The Ministry of Information, Communications and the Digital Economy has announced the Kenya Cyber Resilience (KCR) project which will among others, strengthen existing policies and legal frameworks, improve coordination and response to cyber incidences, build a coherent national risk management approach and improve the country’s human capacity.
“Our country digital transformation has reached a level of maturity where cybersecurity is no longer a supporting issue, it is a foundational requirement. Our government platforms, financial systems, communications networks, data infrastructure, and digital public services now form part of the country’s critical national infrastructure. Their resilience, integrity, and availability are essential to economic growth, public trust, and national stability,” said John Tanui, ICT and Digital Economy.
Among policies which will be aligned to the project include the the National Cybersecurity Strategy and the Digital Master Plan.
Kenya is largely seen as prime target to cybercriminal due to increased internet use and digitization of government services. According to the ministry, Kenya has so far digitized at least 20,0000 services.
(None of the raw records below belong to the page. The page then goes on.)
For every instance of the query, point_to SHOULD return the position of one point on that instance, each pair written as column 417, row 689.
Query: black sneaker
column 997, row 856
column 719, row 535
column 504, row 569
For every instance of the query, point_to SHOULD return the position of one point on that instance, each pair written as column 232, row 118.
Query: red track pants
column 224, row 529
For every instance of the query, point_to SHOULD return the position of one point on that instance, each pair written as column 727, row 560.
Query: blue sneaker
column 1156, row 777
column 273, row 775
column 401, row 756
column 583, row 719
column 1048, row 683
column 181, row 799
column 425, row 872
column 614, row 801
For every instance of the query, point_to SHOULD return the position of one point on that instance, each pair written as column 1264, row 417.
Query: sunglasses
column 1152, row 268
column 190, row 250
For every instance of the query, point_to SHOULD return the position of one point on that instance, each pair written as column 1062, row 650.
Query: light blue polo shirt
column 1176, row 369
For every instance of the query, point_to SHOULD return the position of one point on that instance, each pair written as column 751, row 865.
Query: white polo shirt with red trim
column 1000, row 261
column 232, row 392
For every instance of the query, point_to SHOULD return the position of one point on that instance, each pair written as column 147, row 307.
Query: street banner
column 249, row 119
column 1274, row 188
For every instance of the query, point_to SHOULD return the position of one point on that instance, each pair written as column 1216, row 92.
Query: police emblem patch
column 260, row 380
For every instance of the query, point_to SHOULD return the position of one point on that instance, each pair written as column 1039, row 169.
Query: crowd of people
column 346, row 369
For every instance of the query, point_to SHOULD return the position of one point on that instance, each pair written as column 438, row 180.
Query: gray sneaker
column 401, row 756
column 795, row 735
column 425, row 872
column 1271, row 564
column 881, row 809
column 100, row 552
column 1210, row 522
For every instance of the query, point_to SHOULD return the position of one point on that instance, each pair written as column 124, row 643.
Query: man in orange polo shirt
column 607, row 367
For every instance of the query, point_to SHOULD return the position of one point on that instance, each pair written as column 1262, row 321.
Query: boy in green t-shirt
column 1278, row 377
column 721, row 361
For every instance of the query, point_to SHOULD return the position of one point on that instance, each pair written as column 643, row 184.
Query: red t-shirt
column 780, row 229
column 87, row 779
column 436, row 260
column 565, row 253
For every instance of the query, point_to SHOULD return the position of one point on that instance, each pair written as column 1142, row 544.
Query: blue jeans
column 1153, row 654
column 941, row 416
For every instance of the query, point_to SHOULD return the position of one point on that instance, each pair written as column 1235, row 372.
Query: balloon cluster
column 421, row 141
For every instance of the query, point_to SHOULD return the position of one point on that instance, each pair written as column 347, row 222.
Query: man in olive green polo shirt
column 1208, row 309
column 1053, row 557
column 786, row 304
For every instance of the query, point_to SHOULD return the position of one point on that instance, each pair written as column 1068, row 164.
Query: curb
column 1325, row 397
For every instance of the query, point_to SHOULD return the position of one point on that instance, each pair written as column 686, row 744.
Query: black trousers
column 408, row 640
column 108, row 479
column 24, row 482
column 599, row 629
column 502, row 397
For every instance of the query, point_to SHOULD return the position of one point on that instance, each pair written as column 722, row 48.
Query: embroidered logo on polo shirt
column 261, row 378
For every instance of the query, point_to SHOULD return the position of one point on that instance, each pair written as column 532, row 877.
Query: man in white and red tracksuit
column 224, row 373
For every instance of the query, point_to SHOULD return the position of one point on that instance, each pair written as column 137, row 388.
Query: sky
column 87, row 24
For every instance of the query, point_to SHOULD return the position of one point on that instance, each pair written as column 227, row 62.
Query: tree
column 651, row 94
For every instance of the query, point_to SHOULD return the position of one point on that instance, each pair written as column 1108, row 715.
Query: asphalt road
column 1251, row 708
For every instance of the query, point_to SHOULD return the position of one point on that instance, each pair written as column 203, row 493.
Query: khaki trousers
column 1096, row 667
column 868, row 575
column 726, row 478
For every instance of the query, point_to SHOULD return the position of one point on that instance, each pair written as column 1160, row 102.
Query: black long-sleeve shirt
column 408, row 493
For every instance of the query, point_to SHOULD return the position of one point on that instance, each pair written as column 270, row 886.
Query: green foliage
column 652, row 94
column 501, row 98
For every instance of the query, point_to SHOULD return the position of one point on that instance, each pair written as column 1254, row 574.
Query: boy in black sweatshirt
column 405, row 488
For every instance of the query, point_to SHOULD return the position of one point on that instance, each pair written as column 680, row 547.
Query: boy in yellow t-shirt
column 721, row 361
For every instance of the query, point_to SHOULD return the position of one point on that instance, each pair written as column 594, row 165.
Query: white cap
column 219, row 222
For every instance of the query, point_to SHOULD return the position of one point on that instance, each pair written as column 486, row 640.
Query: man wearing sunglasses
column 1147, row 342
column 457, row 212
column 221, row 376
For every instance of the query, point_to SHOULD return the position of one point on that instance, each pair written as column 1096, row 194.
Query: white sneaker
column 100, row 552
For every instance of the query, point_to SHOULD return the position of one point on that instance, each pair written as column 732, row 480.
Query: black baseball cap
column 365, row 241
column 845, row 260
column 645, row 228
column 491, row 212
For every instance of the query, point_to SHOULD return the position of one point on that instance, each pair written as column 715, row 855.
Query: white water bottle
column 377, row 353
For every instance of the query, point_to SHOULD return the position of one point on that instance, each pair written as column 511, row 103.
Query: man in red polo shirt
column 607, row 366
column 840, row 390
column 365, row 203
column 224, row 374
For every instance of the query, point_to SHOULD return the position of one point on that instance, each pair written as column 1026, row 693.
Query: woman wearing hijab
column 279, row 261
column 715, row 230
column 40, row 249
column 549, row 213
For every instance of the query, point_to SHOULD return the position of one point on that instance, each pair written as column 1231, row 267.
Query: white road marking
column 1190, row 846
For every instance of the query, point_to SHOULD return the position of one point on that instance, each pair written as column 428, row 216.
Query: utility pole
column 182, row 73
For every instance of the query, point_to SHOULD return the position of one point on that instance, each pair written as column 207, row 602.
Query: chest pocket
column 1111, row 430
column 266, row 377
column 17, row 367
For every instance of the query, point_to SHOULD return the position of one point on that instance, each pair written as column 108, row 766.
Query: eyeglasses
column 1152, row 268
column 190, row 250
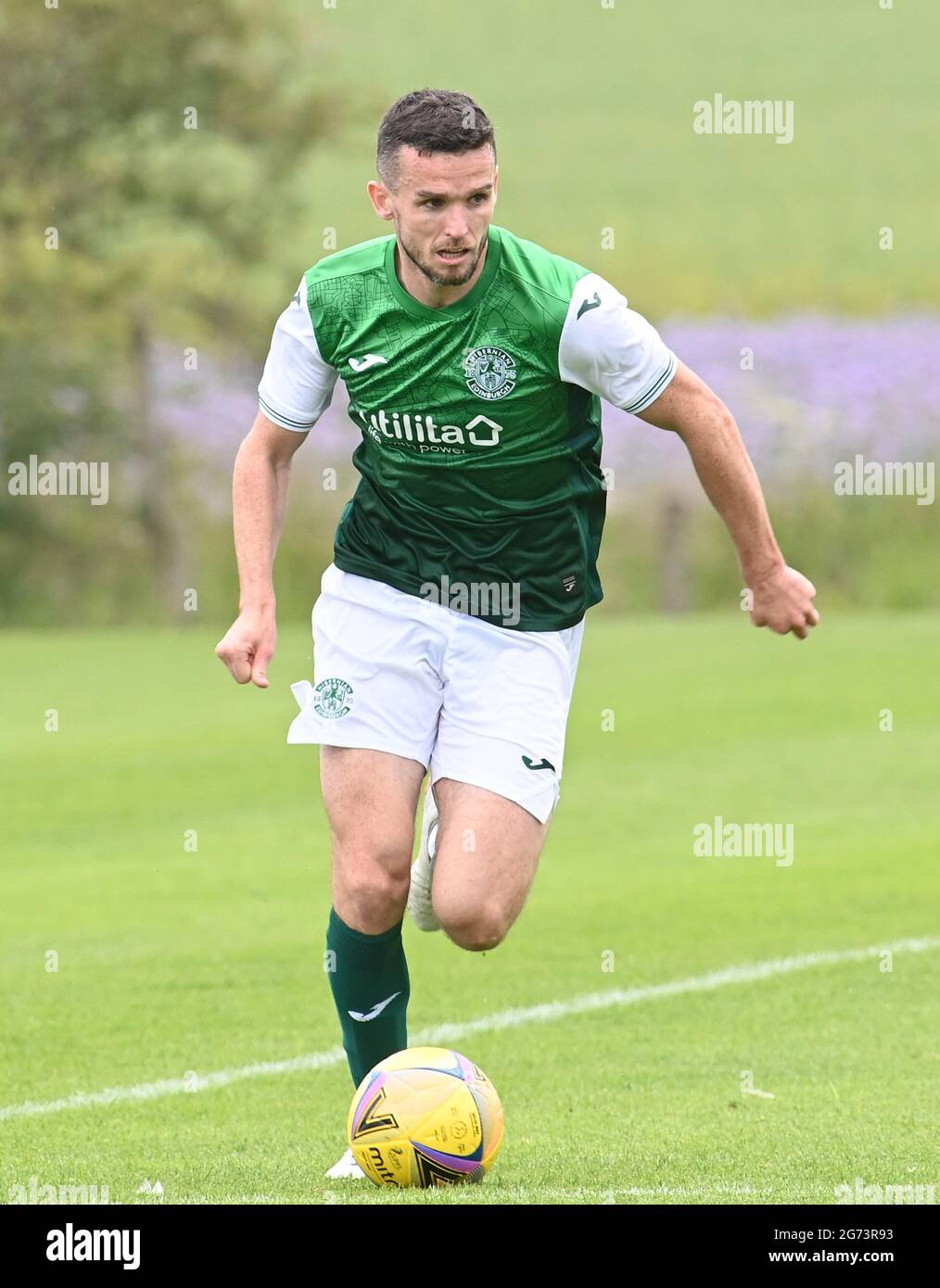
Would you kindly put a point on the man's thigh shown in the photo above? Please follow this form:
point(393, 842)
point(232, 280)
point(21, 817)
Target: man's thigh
point(370, 800)
point(488, 852)
point(504, 713)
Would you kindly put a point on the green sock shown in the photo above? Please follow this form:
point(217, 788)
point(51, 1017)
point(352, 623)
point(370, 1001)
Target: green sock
point(368, 971)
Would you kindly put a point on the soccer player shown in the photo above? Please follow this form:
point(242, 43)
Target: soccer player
point(449, 624)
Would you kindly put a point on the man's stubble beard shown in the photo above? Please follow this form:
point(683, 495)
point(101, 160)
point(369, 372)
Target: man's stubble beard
point(432, 276)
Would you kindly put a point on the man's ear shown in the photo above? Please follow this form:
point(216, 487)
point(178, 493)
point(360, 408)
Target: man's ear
point(378, 195)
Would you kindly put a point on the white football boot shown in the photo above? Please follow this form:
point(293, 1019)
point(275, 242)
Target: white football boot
point(346, 1169)
point(423, 869)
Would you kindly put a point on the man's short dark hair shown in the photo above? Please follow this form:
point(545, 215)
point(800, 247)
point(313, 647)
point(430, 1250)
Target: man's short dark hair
point(429, 120)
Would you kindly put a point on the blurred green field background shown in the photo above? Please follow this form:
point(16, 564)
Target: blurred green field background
point(173, 961)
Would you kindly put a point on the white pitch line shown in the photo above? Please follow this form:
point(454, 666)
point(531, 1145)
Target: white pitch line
point(448, 1033)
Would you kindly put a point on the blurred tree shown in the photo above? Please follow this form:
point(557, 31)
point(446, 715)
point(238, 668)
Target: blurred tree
point(150, 187)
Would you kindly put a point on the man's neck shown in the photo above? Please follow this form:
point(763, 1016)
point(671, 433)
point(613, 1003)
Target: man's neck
point(428, 293)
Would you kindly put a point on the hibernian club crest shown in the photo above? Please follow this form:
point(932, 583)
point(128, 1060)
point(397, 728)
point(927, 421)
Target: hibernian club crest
point(333, 699)
point(490, 373)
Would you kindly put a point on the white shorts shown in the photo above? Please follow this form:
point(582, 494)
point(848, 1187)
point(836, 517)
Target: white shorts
point(468, 700)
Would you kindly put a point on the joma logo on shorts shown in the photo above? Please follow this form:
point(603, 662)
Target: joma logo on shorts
point(422, 433)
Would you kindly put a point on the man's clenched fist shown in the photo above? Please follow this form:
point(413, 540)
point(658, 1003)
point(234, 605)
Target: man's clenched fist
point(783, 600)
point(249, 644)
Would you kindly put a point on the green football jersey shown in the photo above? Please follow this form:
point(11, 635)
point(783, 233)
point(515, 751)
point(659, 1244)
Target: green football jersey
point(480, 452)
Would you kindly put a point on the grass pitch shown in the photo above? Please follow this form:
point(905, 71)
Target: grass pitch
point(174, 964)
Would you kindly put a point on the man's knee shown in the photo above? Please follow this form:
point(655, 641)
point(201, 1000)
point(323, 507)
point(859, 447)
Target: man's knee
point(475, 928)
point(370, 884)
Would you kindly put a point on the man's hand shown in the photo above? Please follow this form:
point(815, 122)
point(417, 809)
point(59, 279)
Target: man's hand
point(249, 644)
point(783, 600)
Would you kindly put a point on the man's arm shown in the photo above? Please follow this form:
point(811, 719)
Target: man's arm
point(260, 498)
point(781, 597)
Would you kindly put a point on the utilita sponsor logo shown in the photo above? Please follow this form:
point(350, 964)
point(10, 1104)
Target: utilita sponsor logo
point(422, 433)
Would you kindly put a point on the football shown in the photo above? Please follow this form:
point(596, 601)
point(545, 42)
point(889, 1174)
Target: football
point(426, 1117)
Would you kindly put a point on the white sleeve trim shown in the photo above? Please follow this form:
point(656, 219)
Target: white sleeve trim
point(610, 349)
point(297, 385)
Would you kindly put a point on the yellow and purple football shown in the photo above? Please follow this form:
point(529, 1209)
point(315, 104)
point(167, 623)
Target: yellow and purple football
point(426, 1117)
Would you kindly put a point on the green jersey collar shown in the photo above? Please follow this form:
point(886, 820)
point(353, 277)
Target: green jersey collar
point(467, 301)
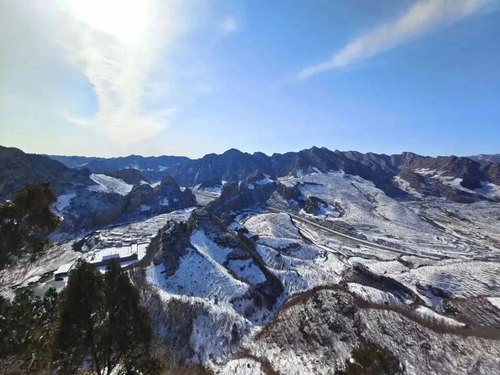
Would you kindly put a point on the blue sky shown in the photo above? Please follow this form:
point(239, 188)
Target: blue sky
point(111, 78)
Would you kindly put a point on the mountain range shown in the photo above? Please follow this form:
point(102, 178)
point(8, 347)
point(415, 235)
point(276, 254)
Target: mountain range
point(291, 260)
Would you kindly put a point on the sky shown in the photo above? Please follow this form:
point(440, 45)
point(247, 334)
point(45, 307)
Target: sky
point(191, 77)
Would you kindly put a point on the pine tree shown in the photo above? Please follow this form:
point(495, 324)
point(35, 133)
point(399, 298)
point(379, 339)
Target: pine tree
point(102, 322)
point(81, 315)
point(26, 222)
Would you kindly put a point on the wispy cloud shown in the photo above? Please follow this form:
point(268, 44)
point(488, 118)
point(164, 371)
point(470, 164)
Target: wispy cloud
point(229, 25)
point(118, 45)
point(423, 16)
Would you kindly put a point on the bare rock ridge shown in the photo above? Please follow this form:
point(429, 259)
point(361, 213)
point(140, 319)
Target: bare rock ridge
point(234, 165)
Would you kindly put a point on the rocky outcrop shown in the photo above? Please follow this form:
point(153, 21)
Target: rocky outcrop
point(131, 176)
point(18, 169)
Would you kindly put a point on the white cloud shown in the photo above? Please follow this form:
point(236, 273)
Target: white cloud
point(229, 25)
point(422, 17)
point(118, 45)
point(82, 48)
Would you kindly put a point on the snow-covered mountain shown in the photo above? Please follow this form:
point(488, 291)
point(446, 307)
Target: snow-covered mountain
point(284, 264)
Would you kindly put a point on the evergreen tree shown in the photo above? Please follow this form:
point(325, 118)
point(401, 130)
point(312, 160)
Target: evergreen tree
point(369, 358)
point(81, 316)
point(26, 222)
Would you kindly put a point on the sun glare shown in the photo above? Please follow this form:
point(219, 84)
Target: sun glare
point(126, 20)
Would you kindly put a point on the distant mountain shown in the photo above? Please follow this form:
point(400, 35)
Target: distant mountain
point(18, 169)
point(495, 158)
point(88, 200)
point(154, 168)
point(459, 179)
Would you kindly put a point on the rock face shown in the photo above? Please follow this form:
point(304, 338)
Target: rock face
point(165, 197)
point(130, 175)
point(234, 165)
point(242, 195)
point(89, 209)
point(154, 168)
point(245, 281)
point(494, 158)
point(316, 331)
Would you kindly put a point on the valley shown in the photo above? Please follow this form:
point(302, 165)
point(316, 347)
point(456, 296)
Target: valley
point(285, 273)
“Kenya’s digital transformation has expanded access to electronic services and online platforms, but it has also heightened our exposure to sophisticated cyber risks that are constantly evolving. Kenya is faced with a reality where fragmented governance, limited operational capacities, and low public awareness of cyber hygiene pose a direct threat to our national security and economic stability,” noted Stephen Isaboke, PS Broadcasting and Telecommunications
KCR project is also expected to support the establishment of the National Cybersecurity Agency (NCSA) already approved by the Cabinet to enhance Kenya’s response to cyber threats currently being handled by KE-CIRT/CC.
Between July and September 2025, KE-CIRT/CC detected 842.3 million cyber threats out of which 20 million advisories were issued.
The project will also aligns Kenya’s cybersecurity policy with European Union Network and Information Security (NIS2) and protect critical infrastructure by supporting the Critical Information Infrastructure (CII) designation process.
“Cybersecurity matters in Kenya because Kenya has emerged as one of Africa’s digital frontrunners. With growing 4G and 5G infrastructure, better access to smartphones, forward thinking innovations on broadband internet, Kenya is making significant strides,” said a representative of the French Embassy.
The KCR project was developed over a 36 month period with funding from the EU and implemented by Expertise France in partnership with the Estonian Centre for International Development (ESTDEV).